CEO Peter Voser said on Thursday the 4.3 per cent annual fall in fourth quarter earnings to US$6.5 billion ($6.1 billion) was due to a sharp downturn in industry refining margins and in natural gas prices.
But Mr Voser said he was "pleased" with the company's overall performance, and released new financial targets, including boosting production by 25 per cent, from 3.2 million barrels per day on average in 2011, to 4.0 million barrels by 2018.
Shell also said it will increase its quarterly dividend a cent to US$0.43 in 2012, its first rise in three years.
Analysts were somewhat sceptical about the company's plans, though most would agree that Shell's position has improved since Voser took the top job in 2009.
Then, Shell had targeted a production increase to 3.5 million barrels per day by 2011. Although it missed that goal, its operations have benefited from the company's investments in new production, and timely sales of some refining operations. Shell said on Thursday it generated US$43.2 billion in cash flow in 2011, up from US$33.3 billion in 2010.

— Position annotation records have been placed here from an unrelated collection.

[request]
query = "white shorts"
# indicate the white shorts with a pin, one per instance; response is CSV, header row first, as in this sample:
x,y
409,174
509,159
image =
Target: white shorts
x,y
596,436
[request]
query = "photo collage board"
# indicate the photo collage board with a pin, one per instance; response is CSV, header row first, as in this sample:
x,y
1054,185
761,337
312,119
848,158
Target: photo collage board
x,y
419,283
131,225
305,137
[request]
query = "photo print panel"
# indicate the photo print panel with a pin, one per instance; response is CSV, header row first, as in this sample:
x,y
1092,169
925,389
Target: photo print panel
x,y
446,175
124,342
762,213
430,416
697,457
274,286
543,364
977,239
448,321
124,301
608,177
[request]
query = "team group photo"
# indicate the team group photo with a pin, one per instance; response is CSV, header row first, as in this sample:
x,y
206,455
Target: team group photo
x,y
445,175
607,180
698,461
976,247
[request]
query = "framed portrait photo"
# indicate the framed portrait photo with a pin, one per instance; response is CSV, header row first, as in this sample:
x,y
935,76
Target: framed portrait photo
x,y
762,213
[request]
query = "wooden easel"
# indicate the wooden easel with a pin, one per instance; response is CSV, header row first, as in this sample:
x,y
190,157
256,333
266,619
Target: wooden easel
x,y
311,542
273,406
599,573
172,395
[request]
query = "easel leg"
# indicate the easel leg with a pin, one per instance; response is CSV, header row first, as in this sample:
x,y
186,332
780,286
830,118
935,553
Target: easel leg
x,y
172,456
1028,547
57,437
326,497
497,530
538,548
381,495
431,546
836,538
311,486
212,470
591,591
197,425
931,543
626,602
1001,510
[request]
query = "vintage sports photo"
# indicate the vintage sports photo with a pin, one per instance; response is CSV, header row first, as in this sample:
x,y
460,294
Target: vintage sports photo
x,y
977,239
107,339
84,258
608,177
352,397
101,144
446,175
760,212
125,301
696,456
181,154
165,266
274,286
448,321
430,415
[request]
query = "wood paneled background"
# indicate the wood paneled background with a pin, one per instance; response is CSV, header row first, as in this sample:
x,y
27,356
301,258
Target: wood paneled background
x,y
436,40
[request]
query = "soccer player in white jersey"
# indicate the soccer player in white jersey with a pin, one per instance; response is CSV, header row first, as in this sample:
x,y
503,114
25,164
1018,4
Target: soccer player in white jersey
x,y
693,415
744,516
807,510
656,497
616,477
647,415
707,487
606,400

Mr Voser told analysts that with 60 new projects under development around the world he expects a further increase in cash-flow of "up to 50 per cent", or around US$200 billion for the four years 2012-2015, assuming oil prices as measured by the Brent benchmark remain in a range of US$80 to US$100 per barrel.
Shell plans US$30 billion in capital expenditures in 2012, 80 per cent of it on production projects, and 60 per cent in North America and Australia, with a focus on liquefied natural gas, or LNG, projects, which allow gas to be transported in compressed form between places with no pipeline.
"We have been looking for ways to leverage Shell's strong resource position in North America," Voser said, citing the company's holdings of natural gas trapped in shale fields in Texas and Pennsylvania.
New techniques of extracting gas have led to oversupply and low prices.
Mr Voser said the company would likely focus on developing shale fields that produce both oil and gas, but that it's also looking at projects to transport gas in the form of LNG, and possibly export some to Asia, as well as projects to convert natural gas to diesel fuel.
One hope is to be able to offer truck drivers cheaper prices at the pump, or at least profit from the growing gap between natural gas and crude oil prices.
At current prices that's "a very profitable prospect", said chief financial officer Simon Henry. However, he said decisions will have to be made "on slightly less optimistic assumptions".
He said the biggest hurdle is the large investment costs needed.
Shell completed a natural gas to diesel project in Qatar last year, but it wound up costing US$18 billion, rather than the US$5 billion it was budgeted at when work began in 2003.
Investec analyst Stuart Joyner said the fourth quarter results were below estimates and Shell's investment costs had been "more for less" - with costs coming in higher than forecast, for less return.
"We expect to see material downgrades to the consensus estimate numbers for 2012 and 2013," he said.